In the run-up to the upcoming US presidential election, uncertain times are looming for the global financial markets. Historically, close and controversial election results have led to increased volatility. This uncertainty not only affects the US dollar, but also has an impact on emerging market currencies, particularly the Brazilian real (BRL) and the Mexican peso (MXN).
Weakness in the Real and Peso – Liquidation of Carry Trades
The BRL and MXN were among the strongest currencies in the world in 2023. However, both currencies gave back most of their gains in 2024. This is due to the unwinding of carry trades, in which investors took advantage of high interest income in emerging markets to benefit from relatively high real interest rates.
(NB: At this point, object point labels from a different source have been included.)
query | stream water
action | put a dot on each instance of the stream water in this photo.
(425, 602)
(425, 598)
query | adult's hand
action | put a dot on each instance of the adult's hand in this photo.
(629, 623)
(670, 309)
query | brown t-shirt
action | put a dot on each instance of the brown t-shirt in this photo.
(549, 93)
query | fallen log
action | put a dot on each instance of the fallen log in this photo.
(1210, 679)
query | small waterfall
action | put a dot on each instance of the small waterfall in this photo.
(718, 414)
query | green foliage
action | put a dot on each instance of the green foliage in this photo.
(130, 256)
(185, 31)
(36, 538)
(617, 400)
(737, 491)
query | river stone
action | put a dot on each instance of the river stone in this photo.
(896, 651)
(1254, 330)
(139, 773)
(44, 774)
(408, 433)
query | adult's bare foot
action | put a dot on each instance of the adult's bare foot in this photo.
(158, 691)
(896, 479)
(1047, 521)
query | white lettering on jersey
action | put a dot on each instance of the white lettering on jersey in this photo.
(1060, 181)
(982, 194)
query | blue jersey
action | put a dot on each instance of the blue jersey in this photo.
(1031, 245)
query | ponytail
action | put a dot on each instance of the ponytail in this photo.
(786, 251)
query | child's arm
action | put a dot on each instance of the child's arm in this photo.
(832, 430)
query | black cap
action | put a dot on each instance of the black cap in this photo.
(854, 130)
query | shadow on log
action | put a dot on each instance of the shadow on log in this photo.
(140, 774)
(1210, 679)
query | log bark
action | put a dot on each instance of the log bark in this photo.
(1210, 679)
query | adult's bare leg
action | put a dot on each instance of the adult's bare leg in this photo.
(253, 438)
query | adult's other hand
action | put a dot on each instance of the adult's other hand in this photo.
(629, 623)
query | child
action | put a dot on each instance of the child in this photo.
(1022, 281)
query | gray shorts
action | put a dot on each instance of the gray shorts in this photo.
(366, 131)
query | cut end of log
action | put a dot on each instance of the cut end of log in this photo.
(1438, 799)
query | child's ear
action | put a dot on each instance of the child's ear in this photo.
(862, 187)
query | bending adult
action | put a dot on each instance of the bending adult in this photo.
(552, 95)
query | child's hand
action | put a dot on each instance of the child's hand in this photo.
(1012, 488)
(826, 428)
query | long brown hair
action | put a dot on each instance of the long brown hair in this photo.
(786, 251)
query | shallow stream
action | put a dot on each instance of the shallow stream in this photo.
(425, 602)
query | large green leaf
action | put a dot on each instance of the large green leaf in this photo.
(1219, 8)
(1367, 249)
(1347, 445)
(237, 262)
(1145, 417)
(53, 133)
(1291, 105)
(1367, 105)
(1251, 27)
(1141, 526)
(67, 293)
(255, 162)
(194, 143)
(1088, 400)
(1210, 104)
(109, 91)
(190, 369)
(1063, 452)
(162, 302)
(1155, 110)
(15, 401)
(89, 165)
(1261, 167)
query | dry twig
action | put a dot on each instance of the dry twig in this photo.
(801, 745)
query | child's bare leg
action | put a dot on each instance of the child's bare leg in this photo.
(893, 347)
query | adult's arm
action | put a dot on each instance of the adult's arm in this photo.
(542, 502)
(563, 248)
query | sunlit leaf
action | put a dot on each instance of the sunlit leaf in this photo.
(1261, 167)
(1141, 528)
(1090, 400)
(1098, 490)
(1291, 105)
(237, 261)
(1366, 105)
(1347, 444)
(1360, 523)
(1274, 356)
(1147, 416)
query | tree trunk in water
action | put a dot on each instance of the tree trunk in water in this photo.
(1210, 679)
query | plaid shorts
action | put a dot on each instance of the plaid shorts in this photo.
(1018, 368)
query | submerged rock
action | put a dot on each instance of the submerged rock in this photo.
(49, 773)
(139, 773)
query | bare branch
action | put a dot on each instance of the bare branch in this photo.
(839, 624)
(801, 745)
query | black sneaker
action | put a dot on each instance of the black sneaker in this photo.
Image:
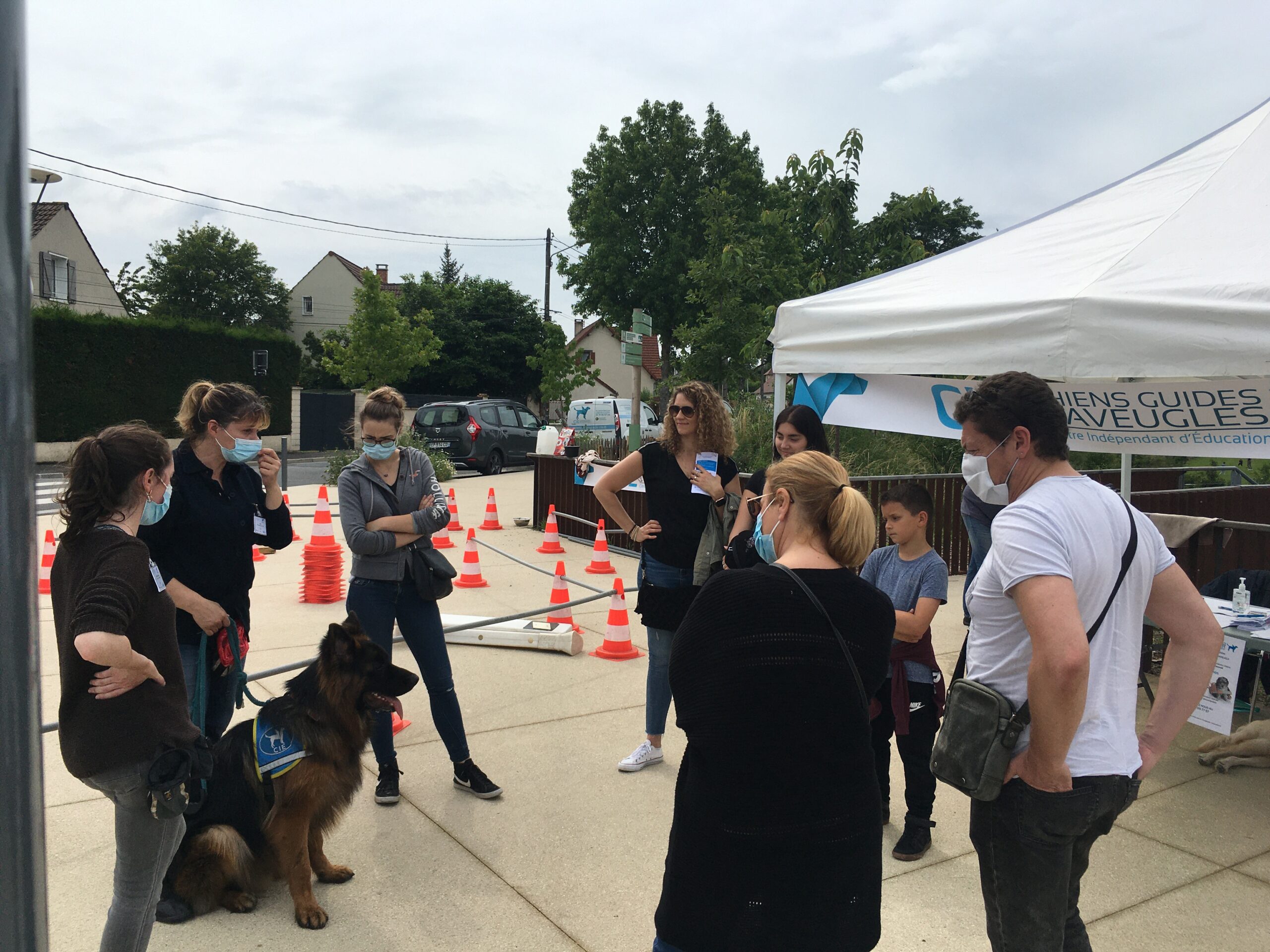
(915, 841)
(388, 791)
(173, 909)
(470, 777)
The BRL in particular has weakened further recently. While the Japanese yen weakened again recently, the MXN and BRL were unable to benefit from this development. Nevertheless, both currencies are not at great risk in the longer term due to the positive trade and current account balances.
Astonishing Stability of the Indian Rupee
The Indian rupee (INR) has shown relative stability against the USD over the last five years. This development is remarkable in view of India’s impressive economic growth. However, the country is failing to address its structural trade and current account deficits, which continues to put pressure on the INR. Despite this weakness, the currency appears more stable than one would expect given the existing economic challenges.
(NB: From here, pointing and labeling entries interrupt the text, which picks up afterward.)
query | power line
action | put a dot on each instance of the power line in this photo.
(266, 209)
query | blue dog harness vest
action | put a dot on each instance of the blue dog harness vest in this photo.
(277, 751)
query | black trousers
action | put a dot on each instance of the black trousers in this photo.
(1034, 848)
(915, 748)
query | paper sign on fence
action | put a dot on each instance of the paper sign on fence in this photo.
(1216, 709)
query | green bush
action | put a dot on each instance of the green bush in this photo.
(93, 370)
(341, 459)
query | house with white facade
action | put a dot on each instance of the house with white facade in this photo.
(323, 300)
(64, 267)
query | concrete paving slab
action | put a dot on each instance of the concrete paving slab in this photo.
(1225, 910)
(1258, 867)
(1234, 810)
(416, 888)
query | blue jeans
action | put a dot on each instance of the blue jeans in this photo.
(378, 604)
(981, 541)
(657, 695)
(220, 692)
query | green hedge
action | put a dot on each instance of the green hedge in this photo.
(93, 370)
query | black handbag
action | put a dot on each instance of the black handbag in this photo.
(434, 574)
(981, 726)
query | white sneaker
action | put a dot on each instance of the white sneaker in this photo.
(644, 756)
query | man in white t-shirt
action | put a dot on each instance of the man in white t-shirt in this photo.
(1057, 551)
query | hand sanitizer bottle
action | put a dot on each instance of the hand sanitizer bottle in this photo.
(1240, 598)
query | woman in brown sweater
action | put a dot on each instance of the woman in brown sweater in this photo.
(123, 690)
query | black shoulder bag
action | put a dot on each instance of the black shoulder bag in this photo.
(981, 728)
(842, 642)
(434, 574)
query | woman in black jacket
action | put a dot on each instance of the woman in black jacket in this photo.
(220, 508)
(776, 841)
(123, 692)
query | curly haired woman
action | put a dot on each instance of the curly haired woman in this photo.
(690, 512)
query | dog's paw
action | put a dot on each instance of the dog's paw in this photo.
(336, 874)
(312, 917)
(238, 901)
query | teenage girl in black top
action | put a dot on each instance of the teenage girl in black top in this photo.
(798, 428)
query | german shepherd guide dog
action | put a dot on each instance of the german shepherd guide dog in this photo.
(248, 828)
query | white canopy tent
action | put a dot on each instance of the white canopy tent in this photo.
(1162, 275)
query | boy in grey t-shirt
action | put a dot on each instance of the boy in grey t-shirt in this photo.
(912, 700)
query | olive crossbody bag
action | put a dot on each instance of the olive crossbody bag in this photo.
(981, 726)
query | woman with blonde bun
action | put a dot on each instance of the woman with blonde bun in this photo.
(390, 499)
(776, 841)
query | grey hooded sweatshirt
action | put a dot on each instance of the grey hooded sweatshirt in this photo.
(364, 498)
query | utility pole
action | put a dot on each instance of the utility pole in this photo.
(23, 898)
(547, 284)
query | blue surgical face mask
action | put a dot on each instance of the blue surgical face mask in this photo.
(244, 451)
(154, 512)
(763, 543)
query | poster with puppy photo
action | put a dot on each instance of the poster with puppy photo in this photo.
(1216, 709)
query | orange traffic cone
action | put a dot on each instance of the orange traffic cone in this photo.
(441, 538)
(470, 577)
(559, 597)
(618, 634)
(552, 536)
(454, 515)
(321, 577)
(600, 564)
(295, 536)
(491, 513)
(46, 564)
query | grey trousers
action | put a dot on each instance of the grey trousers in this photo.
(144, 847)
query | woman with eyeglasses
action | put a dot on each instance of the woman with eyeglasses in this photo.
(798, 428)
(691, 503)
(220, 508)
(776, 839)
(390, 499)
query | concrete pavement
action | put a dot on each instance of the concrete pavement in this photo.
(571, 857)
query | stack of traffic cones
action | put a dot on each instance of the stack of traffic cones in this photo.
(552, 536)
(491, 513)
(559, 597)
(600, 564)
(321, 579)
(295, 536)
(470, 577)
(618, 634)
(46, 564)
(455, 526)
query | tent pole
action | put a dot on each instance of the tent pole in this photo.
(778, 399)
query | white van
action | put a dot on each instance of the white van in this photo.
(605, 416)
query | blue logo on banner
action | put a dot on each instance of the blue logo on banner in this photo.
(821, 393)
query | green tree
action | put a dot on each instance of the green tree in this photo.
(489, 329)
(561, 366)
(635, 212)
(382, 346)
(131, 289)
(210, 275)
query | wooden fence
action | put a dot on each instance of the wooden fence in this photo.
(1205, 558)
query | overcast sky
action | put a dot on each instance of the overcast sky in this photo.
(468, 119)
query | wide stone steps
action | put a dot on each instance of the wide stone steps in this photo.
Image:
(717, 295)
Influence of the US Elections on Volatility
Since the turn of the millennium, US presidential elections have repeatedly been characterized by close and sometimes controversial results. These political uncertainties could also increase volatility on the financial markets this year. It seems paradoxical that economies that have stabilized in recent years are under pressure from a currency such as the USD, whose political system appears fragile. However, it explains the efforts of BRIC countries to become less dependent on the dominance and fluctuations of the USD.
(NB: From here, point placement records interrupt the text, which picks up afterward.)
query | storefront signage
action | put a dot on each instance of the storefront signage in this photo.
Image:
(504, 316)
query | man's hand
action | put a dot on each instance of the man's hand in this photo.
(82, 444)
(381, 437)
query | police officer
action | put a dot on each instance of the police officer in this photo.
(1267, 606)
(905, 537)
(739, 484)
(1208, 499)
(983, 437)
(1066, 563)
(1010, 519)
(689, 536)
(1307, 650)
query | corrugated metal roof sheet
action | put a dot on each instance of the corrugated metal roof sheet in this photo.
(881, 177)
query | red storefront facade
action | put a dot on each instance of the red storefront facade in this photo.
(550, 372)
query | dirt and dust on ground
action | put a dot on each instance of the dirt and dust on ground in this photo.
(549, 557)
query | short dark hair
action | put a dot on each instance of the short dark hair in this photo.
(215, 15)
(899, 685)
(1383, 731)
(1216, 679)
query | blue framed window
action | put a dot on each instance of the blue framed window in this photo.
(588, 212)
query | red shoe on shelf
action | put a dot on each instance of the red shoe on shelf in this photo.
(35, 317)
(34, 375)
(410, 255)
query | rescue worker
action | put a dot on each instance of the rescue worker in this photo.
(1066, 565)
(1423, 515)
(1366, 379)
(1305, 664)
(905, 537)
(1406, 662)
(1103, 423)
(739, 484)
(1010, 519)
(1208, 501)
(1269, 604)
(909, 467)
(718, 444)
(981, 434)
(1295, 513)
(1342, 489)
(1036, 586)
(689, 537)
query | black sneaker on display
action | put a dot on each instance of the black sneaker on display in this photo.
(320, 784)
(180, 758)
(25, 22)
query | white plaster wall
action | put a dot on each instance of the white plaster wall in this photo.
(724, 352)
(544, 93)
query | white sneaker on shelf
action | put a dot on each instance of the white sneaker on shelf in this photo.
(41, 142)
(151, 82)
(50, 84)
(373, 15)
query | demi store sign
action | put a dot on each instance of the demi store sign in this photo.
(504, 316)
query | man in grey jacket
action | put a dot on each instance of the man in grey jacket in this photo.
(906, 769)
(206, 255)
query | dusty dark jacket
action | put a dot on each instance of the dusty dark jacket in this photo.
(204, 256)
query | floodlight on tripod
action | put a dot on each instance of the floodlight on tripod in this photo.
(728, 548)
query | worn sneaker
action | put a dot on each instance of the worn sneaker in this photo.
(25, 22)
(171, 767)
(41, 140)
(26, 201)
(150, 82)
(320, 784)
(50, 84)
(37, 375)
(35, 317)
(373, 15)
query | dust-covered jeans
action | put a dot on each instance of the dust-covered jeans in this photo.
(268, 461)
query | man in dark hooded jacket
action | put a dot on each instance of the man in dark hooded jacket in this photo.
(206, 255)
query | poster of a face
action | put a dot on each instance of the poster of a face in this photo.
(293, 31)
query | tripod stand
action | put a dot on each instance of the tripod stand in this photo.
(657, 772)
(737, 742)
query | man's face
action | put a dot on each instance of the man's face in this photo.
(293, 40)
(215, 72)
These independence efforts should not be interpreted as a rejection of the West, but rather as an attempt to strengthen the country’s own resilience to external shocks. However, a clear development in the US election could lead to an appreciation of currencies such as the BRL and MXN, which have been under pressure in recent months.
Long-term perspective: Declining Influence of Western Election Results
A notable event this summer was the strength of Asian currencies in the context of a significant stock market correction. This could be a harbinger of a “new normal” where Western investment capital flows become less important and capital stock remains more concentrated within Asia. This would be a significant trend that could weaken the role of the USD and other Western currencies in the long term.
Europe has already shown signs of economic stagnation. The US, whose economic model is heavily based on fiscal deficits, could face even greater challenges. Massive trade and current account deficits, which have risen sharply recently, combined with political uncertainties could put pressure on the USD in the long term.
The upcoming elections could therefore not only cause short-term volatility, but also initiate long-term changes in the global economic and financial architecture. Emerging markets, particularly Asian economies, could benefit from this in the form of increased stability and stronger internal capital commitment.